One year into my student experience, my professor called me to ask why I had been missing class. I had taken the liberal “we don’t track absences” plan a little too literally. Even though it didn’t count against my grade, my professor did care whether I would succeed in her class. This was a turning point for me; shortly after, I got involved in student government, was more engaged in my on-campus job, and ultimately had a fulfilling student experience in a few short months.
Taking my personal experience into account, here are my four questions I wish my student support team had asked me during those difficult months:
1. Where do you go after or between classes?
As a (former) off-campus student myself, I know that it is difficult to create networks when your family, friends, and comfort zone are miles away from campus. It is much easier to go to the coffee shop near my house where the barista knows my name because I’ve been going there for years.

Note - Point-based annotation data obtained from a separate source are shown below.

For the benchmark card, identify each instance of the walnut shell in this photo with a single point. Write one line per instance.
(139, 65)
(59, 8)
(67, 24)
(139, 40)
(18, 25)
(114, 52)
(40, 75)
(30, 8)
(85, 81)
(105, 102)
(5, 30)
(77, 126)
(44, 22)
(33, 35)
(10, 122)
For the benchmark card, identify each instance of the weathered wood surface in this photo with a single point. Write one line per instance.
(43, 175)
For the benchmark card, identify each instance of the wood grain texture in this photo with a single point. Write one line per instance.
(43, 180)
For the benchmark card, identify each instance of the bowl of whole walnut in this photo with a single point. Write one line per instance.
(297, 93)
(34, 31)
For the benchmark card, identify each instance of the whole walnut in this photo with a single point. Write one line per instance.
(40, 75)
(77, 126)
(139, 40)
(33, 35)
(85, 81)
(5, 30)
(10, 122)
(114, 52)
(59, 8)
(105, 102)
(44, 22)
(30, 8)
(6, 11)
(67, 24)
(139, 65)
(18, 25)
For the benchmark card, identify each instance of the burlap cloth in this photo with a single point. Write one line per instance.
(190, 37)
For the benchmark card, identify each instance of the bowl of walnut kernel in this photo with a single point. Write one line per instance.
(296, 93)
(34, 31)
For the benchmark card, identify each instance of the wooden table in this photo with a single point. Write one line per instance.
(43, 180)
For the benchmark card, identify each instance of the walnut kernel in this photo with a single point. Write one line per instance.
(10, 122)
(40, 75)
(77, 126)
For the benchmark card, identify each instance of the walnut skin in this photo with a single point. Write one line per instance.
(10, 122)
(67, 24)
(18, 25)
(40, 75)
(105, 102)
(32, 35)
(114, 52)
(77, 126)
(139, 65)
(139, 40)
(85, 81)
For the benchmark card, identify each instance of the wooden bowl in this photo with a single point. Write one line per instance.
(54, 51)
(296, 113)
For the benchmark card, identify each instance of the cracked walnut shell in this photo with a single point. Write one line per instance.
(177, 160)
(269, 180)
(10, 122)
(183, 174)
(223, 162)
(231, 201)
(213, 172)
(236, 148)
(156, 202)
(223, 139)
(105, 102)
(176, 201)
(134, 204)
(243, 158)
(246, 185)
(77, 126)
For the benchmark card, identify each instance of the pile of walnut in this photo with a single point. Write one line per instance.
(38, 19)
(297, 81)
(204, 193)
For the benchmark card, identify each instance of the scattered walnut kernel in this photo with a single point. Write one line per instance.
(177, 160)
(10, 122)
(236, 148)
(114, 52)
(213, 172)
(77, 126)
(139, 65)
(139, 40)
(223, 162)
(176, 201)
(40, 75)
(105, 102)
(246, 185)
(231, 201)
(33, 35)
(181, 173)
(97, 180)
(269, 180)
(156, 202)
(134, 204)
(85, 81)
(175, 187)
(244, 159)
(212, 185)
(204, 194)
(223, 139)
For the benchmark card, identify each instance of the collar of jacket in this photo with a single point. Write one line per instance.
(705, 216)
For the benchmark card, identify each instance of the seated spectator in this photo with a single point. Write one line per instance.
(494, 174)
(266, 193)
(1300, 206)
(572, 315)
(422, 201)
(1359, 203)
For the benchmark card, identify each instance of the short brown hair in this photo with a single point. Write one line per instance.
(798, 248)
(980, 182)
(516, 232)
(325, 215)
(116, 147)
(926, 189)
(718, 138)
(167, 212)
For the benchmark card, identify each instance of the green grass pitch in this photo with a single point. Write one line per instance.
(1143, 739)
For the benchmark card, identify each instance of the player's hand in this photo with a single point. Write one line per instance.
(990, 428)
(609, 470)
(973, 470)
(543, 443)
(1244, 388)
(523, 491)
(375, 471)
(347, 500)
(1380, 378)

I would drive the 30-minute commute during my 2-hour break from classes because I wanted the comfort of my own living room – even if that meant sacrificing an hour of driving time.
From this question, you will learn where they study, what they do with their free time, whether they have an internship, and what their on-campus network is like. If they go home and don’t interact with campus (whether those interactions happen with peers, resources, or physical spaces), you know they are not engaged with the campus experience.

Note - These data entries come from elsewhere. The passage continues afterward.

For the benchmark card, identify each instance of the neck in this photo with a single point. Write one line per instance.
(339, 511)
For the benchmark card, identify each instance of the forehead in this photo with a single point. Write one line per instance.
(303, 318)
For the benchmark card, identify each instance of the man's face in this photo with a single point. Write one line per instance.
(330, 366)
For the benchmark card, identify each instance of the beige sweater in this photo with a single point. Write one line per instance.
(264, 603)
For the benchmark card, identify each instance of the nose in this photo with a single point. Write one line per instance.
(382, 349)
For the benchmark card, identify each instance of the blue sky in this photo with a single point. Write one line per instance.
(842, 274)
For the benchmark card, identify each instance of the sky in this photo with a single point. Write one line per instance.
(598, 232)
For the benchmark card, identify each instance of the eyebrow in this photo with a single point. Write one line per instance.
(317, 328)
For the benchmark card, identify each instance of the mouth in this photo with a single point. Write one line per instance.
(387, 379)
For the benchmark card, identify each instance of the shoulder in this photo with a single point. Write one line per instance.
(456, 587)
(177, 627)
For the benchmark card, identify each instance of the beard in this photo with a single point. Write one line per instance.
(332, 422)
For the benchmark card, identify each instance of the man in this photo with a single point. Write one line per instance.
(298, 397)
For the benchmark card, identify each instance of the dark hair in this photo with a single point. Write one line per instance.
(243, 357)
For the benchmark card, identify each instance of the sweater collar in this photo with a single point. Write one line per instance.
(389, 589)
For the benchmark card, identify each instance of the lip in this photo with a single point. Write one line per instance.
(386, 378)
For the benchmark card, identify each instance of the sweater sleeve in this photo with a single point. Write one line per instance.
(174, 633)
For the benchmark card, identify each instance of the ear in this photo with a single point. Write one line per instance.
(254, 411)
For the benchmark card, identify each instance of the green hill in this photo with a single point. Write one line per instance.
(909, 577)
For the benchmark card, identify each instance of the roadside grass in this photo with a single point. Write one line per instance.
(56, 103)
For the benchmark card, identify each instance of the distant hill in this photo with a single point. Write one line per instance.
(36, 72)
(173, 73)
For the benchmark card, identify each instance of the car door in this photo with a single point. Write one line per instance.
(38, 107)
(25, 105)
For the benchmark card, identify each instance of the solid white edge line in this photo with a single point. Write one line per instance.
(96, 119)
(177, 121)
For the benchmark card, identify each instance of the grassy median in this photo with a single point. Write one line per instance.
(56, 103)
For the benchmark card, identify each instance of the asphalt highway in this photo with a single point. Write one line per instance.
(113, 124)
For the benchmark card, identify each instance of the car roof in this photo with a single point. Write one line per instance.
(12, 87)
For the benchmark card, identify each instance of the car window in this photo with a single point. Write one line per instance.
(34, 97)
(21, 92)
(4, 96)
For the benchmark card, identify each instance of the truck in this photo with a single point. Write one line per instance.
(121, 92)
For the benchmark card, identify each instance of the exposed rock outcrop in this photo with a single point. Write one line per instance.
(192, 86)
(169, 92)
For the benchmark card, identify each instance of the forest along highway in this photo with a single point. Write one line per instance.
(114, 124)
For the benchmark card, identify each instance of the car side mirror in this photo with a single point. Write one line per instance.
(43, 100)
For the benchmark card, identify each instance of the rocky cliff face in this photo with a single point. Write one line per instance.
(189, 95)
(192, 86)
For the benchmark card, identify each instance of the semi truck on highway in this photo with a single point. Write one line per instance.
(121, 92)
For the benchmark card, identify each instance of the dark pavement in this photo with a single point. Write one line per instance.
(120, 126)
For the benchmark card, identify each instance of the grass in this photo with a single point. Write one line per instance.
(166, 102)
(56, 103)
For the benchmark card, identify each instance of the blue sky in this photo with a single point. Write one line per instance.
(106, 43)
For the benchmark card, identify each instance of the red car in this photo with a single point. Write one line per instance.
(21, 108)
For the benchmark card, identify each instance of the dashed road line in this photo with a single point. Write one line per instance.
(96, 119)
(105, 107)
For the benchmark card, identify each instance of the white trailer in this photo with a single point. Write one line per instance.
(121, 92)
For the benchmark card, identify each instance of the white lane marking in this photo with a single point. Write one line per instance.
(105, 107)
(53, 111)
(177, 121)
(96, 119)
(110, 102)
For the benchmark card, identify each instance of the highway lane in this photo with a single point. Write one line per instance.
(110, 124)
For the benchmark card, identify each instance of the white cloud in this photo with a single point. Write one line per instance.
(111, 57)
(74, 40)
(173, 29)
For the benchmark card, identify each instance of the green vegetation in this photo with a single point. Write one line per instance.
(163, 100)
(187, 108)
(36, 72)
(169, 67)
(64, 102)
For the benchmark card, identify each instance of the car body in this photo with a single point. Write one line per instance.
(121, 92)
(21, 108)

2. What on-campus resources are you utilizing?
Does your campus have a writing center, counseling center, health center, or career center? My guess is yes – and likely, you have all four. We create these opportunities in an effort to engage students, keep them on campus, and offer them the resources they need to be successful. We communicate these through email, posters on campus, speakers during orientation… but does the student actually hear what you are saying? And most importantly, does that message turn into action for them to actually utilize the service?

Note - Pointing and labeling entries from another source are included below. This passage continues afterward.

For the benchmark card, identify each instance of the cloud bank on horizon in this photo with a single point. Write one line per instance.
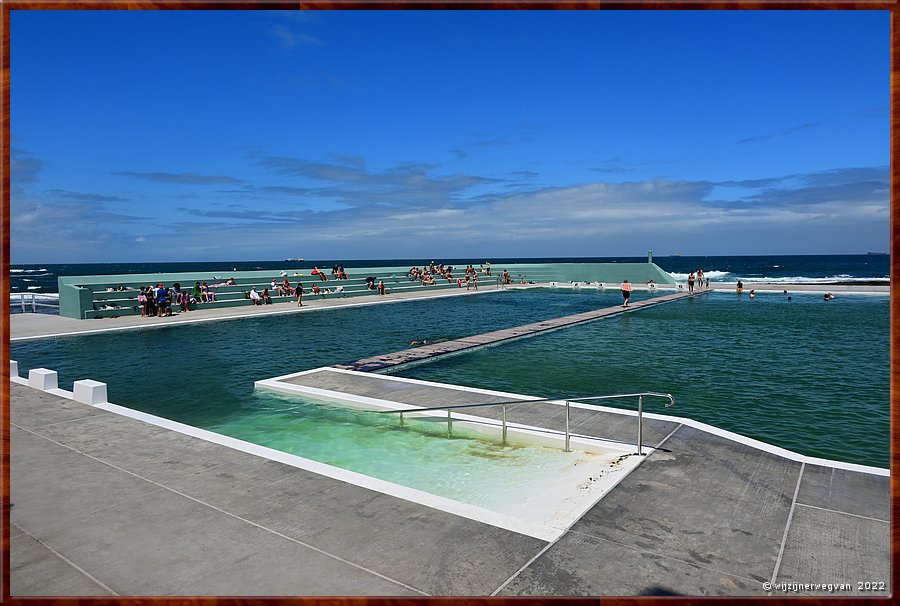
(446, 135)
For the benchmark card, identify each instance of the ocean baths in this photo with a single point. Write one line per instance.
(666, 433)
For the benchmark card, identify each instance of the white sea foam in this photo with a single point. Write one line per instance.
(806, 279)
(724, 276)
(42, 296)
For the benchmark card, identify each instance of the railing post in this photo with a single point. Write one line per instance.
(640, 423)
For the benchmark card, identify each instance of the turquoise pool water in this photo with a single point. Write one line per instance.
(202, 374)
(466, 467)
(806, 375)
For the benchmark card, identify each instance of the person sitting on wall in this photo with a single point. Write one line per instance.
(254, 296)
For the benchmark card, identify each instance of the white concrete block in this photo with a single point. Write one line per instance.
(42, 378)
(88, 391)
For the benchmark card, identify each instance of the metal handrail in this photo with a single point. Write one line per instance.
(34, 303)
(451, 407)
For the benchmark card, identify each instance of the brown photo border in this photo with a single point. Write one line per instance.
(8, 5)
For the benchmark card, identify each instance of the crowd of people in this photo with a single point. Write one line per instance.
(702, 282)
(430, 274)
(157, 301)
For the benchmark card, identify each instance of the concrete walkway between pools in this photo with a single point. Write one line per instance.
(104, 504)
(430, 351)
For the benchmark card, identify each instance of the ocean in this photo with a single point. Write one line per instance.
(41, 278)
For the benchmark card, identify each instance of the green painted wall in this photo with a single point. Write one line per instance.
(76, 292)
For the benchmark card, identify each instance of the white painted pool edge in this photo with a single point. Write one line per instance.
(722, 433)
(538, 435)
(267, 312)
(544, 532)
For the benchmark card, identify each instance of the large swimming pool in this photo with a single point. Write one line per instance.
(806, 375)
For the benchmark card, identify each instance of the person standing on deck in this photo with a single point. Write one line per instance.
(626, 292)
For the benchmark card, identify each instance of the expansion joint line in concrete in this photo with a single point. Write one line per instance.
(844, 513)
(787, 527)
(553, 542)
(67, 561)
(237, 517)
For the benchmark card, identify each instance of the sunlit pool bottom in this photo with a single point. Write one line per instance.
(529, 485)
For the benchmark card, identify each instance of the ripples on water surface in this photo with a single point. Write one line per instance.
(806, 375)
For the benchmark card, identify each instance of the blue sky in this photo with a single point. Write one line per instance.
(236, 135)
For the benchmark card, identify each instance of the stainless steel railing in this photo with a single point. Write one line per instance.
(49, 300)
(450, 407)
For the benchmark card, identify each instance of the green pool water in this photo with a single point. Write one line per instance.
(466, 467)
(806, 375)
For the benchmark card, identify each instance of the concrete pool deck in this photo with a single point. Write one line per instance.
(37, 326)
(109, 505)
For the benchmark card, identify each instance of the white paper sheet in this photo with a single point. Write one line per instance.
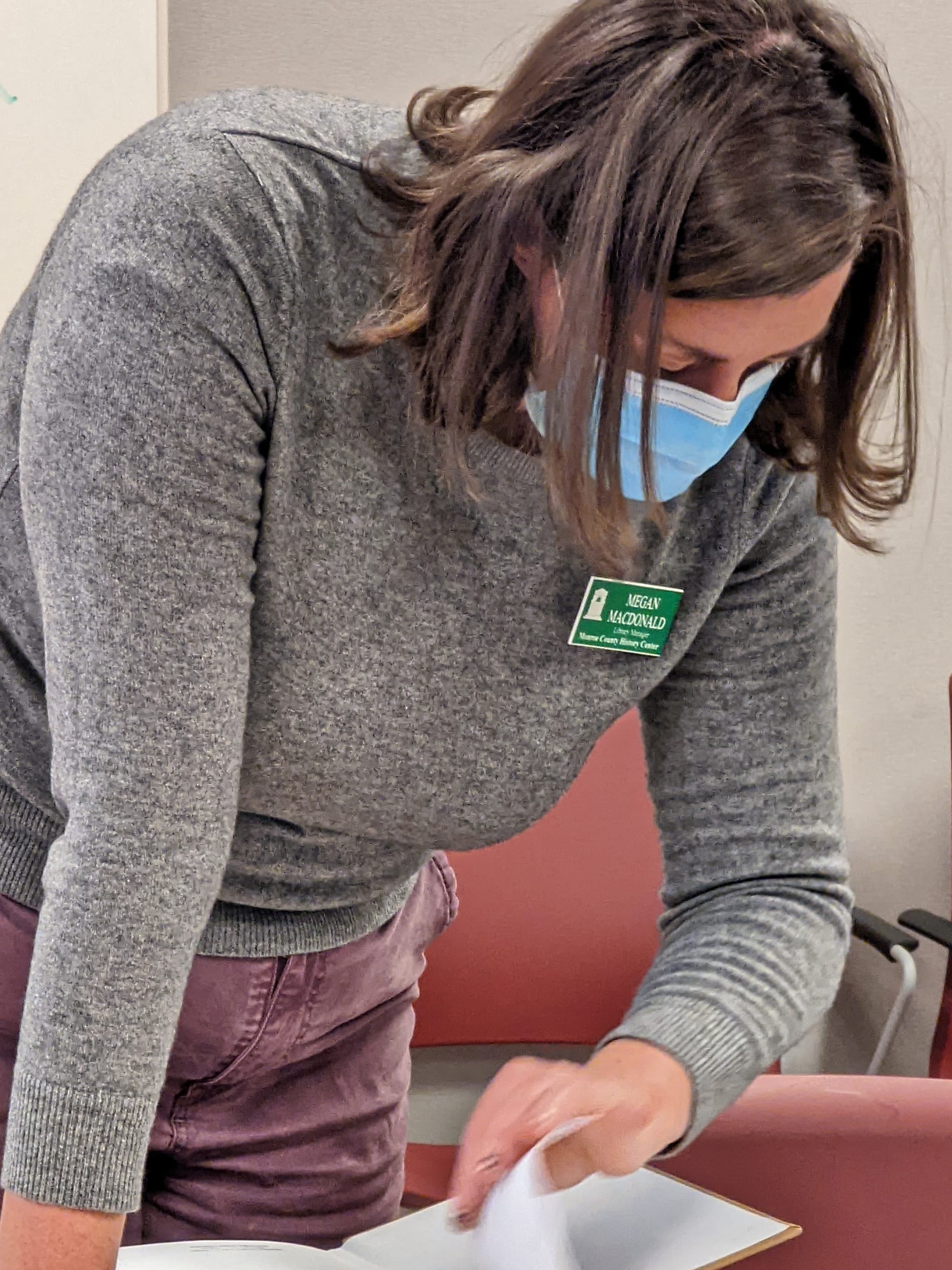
(524, 1223)
(644, 1222)
(234, 1255)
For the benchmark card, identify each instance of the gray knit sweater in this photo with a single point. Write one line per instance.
(257, 663)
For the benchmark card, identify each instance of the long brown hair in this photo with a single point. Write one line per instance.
(705, 149)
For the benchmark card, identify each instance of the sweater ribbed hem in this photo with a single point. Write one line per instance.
(233, 930)
(714, 1048)
(26, 835)
(77, 1149)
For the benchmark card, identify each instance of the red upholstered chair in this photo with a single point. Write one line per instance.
(555, 931)
(863, 1162)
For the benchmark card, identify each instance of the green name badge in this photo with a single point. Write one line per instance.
(626, 616)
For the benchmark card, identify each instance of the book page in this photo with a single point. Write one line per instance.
(644, 1222)
(234, 1255)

This question will give a sense for their familiarity with campus and whether they are absorbing your messaging about on-campus activities. If they don’t know of any resources, they are likely not reading their email and not paying attention to messaging around campus. It will also give you the opportunity to plug specifics you learned in question 1 to resources existing on campus. (For example, if they say they go to a coffee shop near their house, mention the on-campus coffee shop where professors and students get a drink between classes.)
3. Has a staff or faculty member taken a particular interest in you as a person?
This one won’t be a surprise: personal relationships can make or break the campus experience for students. A close relationship (particularly a mentor-type role) with a faculty or staff member has a deep impact on a students’ perception of their college experience.
If the student does not have this type of relationship, ask yourself who in their network may be able to fill this role. Do they have a faculty advisor who they can connect with through a one-on-one meeting? Do they have an on-campus job where their supervisor may be able to make a significant impact on their experience? Can you even fill this role? It
4. What does success at this institution look like for you?
We have arrived at the final question. You now know their study habits, clubs and organizations they belong to, and personal connections they’ve made during their time at your institution.
But here’s the kicker: there is not a catch-all solution for every student, because not every student wants the same thing. Work together with the student to envision their ideal campus experience, connect them with resources that will help them individually succeed, and set milestones that will help them get engaged in a way that works for them. With these four questions, you will understand the present situation and be able to envision a future for this student at your institution.